Le motivazioni del ritiro affondano le radici nelle recenti tensioni geopolitiche. Donjamali ha dichiarato che dopo l’uccisione della Guida suprema iraniana Ali Khamenei da parte del governo statunitense, l’Iran non ha alcuna intenzione di partecipare ai Mondiali proprio in territorio americano. Il ministro ha fatto riferimento alle guerre degli ultimi otto o nove mesi e alle migliaia di cittadini iraniani uccisi, definendo impossibile ignorare un affronto di tale portata.
L’Iran era stato inserito nel gruppo G insieme a Belgio, Egitto e Nuova Zelanda. La prima partita della nazionale iraniana era fissata per il 15 giugno a Los Angeles, proprio contro i neozelandesi. Paradossalmente, il presidente degli Stati Uniti Donald Trump aveva recentemente dichiarato che la nazionale iraniana sarebbe stata “ovviamente benvenuta” al torneo, durante un incontro alla Casa Bianca con il presidente della Fifa, Gianni Infantino. Le rassicurazioni americane, però, non hanno sortito alcun effetto sulla decisione di Teheran.
Infantino ha commentato la situazione su Instagram, spiegando di aver discusso con Trump dei preparativi per la competizione e della situazione iraniana. A 90 giorni dalla cerimonia inaugurale, il presidente della Fifa ha scritto che il mondo ha bisogno di un evento come la Coppa del Mondo per unire le persone, ora più che mai.

Il regolamento della Fifa prevede specificamente questo scenario. L’articolo 6.7 stabilisce che in caso di ritiro sia la federazione internazionale a decidere liberamente se e come sostituire la squadra rinunciataria, lasciando ampia discrezionalità all’organizzazione. Dal punto di vista economico, l’articolo 6.2 prevede sanzioni precise: se il ritiro avviene entro 30 giorni dalla prima partita, la multa ammonta ad almeno 250mila franchi svizzeri. Nel caso di una rinuncia più tardiva, l’importo sale a 500mila franchi svizzeri, a cui si aggiunge la restituzione dei contributi incassati per la preparazione.
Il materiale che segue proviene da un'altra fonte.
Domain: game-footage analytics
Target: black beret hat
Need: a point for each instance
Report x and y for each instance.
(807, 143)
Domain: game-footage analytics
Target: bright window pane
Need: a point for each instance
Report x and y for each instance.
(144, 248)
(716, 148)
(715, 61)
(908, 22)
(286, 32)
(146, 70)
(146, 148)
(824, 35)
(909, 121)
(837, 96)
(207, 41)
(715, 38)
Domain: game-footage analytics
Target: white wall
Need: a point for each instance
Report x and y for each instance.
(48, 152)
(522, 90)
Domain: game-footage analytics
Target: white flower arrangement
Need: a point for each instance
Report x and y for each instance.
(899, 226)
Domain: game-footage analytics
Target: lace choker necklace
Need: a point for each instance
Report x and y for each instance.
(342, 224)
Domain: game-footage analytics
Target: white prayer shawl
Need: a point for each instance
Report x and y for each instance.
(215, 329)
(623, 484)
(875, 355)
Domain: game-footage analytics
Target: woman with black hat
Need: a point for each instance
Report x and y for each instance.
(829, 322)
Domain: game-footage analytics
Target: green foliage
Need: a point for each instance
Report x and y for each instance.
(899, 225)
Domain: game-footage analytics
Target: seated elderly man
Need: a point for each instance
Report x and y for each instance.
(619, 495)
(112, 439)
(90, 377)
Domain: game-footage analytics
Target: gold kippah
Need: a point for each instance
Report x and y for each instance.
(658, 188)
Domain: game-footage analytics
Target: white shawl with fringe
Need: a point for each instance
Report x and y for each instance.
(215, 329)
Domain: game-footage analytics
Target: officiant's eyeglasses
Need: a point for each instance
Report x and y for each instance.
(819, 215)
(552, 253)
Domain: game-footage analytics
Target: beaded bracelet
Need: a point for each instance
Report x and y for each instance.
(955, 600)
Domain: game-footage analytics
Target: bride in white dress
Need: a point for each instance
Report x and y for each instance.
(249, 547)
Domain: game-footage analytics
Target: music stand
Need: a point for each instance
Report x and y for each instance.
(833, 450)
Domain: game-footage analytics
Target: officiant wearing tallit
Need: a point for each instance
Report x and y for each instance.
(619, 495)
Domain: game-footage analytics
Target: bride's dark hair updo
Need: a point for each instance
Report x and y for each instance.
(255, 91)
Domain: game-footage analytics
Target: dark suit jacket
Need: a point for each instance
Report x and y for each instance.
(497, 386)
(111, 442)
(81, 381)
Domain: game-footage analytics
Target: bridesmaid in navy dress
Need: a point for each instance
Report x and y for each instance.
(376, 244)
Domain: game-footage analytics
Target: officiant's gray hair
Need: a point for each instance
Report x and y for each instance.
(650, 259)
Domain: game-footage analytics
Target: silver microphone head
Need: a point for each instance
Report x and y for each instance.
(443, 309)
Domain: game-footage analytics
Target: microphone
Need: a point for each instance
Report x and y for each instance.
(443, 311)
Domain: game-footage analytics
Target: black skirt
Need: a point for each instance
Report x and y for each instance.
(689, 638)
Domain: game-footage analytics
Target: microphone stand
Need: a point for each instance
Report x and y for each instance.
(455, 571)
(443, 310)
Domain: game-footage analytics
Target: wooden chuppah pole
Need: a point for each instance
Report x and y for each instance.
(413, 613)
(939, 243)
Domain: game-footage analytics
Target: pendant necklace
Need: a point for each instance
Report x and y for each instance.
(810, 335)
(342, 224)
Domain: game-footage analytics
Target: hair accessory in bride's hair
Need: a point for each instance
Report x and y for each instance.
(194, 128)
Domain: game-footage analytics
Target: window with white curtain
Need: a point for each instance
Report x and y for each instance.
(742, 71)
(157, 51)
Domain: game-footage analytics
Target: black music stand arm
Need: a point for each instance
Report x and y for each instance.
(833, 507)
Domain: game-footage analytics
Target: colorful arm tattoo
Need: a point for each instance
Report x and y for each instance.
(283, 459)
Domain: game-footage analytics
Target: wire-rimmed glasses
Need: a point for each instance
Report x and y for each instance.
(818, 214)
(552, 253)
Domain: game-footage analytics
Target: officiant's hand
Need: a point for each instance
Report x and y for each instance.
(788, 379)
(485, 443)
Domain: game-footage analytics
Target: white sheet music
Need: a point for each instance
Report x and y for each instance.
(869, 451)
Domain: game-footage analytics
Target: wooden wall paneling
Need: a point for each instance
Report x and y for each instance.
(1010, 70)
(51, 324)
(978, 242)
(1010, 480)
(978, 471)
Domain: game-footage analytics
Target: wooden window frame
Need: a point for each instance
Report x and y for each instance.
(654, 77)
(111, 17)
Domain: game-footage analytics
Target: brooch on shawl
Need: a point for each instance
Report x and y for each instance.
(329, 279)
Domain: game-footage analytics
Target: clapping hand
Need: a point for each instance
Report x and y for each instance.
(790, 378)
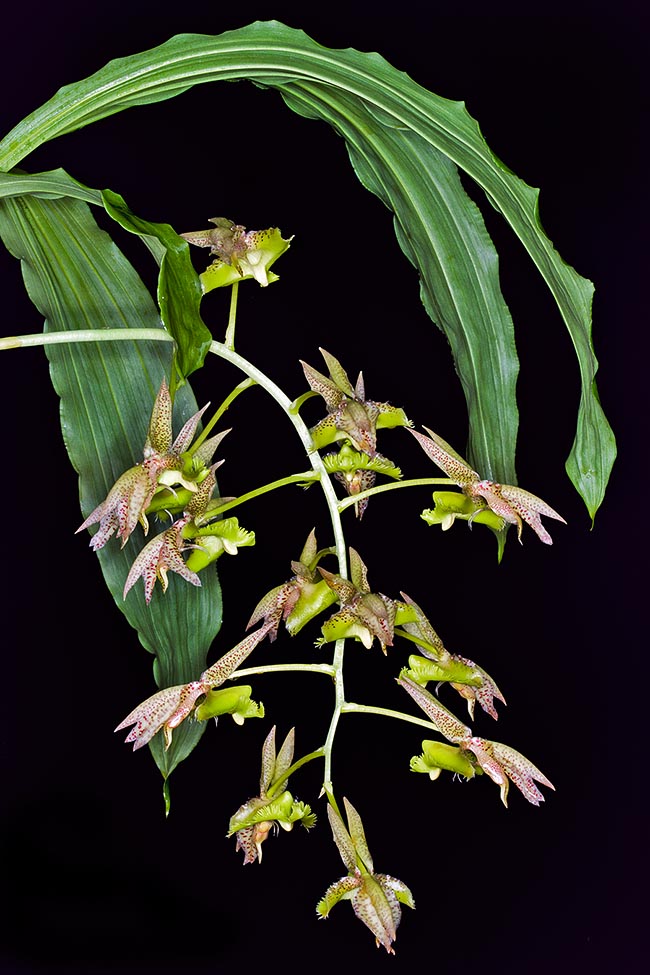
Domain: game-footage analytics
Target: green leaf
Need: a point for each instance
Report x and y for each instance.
(402, 139)
(179, 288)
(52, 185)
(78, 279)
Non è la prima volta, comunque, che una nazionale qualificata rinuncia a partecipare a un Mondiale. L’ultimo precedente risale al 1950, quando Scozia, Francia, Turchia e India decisero di non presentarsi alla manifestazione nonostante fossero qualificate. Un quadro simile si è verificato anche recentemente al Mondiale per club, dove la Fifa ha organizzato uno spareggio tra le prime due squadre non qualificate per colmare il vuoto.
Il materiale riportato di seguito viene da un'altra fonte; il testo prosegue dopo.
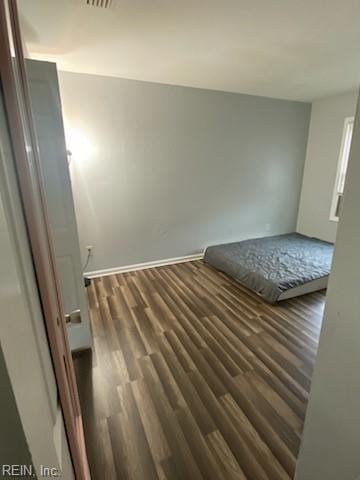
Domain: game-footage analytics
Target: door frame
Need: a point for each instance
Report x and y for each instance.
(26, 154)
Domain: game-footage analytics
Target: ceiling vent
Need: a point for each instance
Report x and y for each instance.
(99, 3)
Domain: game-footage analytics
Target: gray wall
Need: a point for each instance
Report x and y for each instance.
(165, 171)
(331, 440)
(13, 446)
(322, 157)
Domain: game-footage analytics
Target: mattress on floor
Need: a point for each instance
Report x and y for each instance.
(275, 267)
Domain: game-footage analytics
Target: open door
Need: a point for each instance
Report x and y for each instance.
(47, 111)
(25, 149)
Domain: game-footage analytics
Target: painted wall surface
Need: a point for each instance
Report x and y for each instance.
(326, 129)
(330, 446)
(13, 446)
(23, 337)
(161, 171)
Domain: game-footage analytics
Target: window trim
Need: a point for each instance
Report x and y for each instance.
(334, 200)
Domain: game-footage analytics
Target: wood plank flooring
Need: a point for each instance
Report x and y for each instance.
(194, 377)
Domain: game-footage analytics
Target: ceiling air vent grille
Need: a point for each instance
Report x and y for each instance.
(99, 3)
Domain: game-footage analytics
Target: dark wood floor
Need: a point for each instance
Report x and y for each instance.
(195, 377)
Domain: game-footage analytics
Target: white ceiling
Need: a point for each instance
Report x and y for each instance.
(294, 49)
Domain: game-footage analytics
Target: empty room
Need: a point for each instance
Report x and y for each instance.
(179, 230)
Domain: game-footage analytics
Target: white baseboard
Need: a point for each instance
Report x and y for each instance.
(143, 266)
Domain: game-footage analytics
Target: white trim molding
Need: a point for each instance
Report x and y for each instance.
(145, 265)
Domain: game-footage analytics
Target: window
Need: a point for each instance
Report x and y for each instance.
(342, 168)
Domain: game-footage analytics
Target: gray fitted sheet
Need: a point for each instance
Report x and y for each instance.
(273, 265)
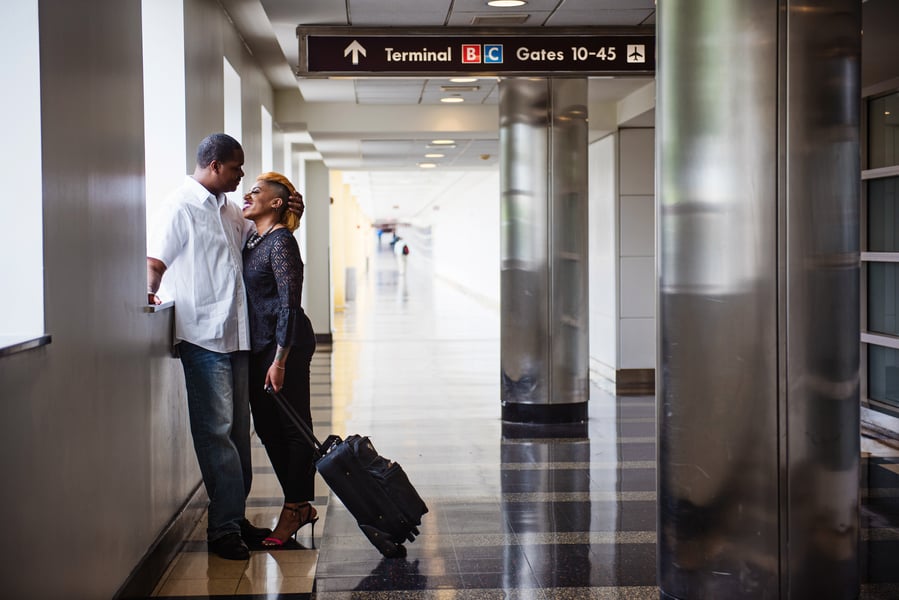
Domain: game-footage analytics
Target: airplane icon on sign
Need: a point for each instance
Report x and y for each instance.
(636, 53)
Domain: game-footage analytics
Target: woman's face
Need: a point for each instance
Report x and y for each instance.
(260, 201)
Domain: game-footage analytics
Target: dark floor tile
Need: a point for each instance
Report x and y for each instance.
(881, 563)
(545, 480)
(584, 565)
(624, 480)
(637, 452)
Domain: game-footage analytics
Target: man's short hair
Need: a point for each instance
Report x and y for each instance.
(218, 146)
Nel frattempo, diverse nazionali sperano di occupare il posto lasciato libero dall’Iran. Tuttavia, appare difficile che la Fifa ripeschi l’Italia, qualora gli azzurri dovessero fallire i playoff di qualificazione attualmente in corso sotto la guida di Gennaro Gattuso. Molto più probabile che venga scelta una nazionale della confederazione asiatica, rispettando così l’equilibrio geografico della competizione. I candidati principali sono l’Iraq, che deve ancora giocare lo spareggio contro Bolivia o Suriname, e gli Emirati Arabi Uniti, eliminati nei playoff proprio dall’Iraq.
Tuttavia, sognare è lecito e basti pensare al caso dell’Europeo del 1992. In quell’occasione, la Danimarca non era riuscita a qualificarsi sul campo, ma fu richiamata d’urgenza a soli dieci giorni dall’inizio del torneo per sostituire la Jugoslavia, esclusa a causa della guerra civile. I giocatori danesi, che si trovavano già in vacanza, si radunarono senza alcuna preparazione e, contro ogni pronostico, arrivarono a sollevare il trofeo in finale contro la Germania. Succederà ancora?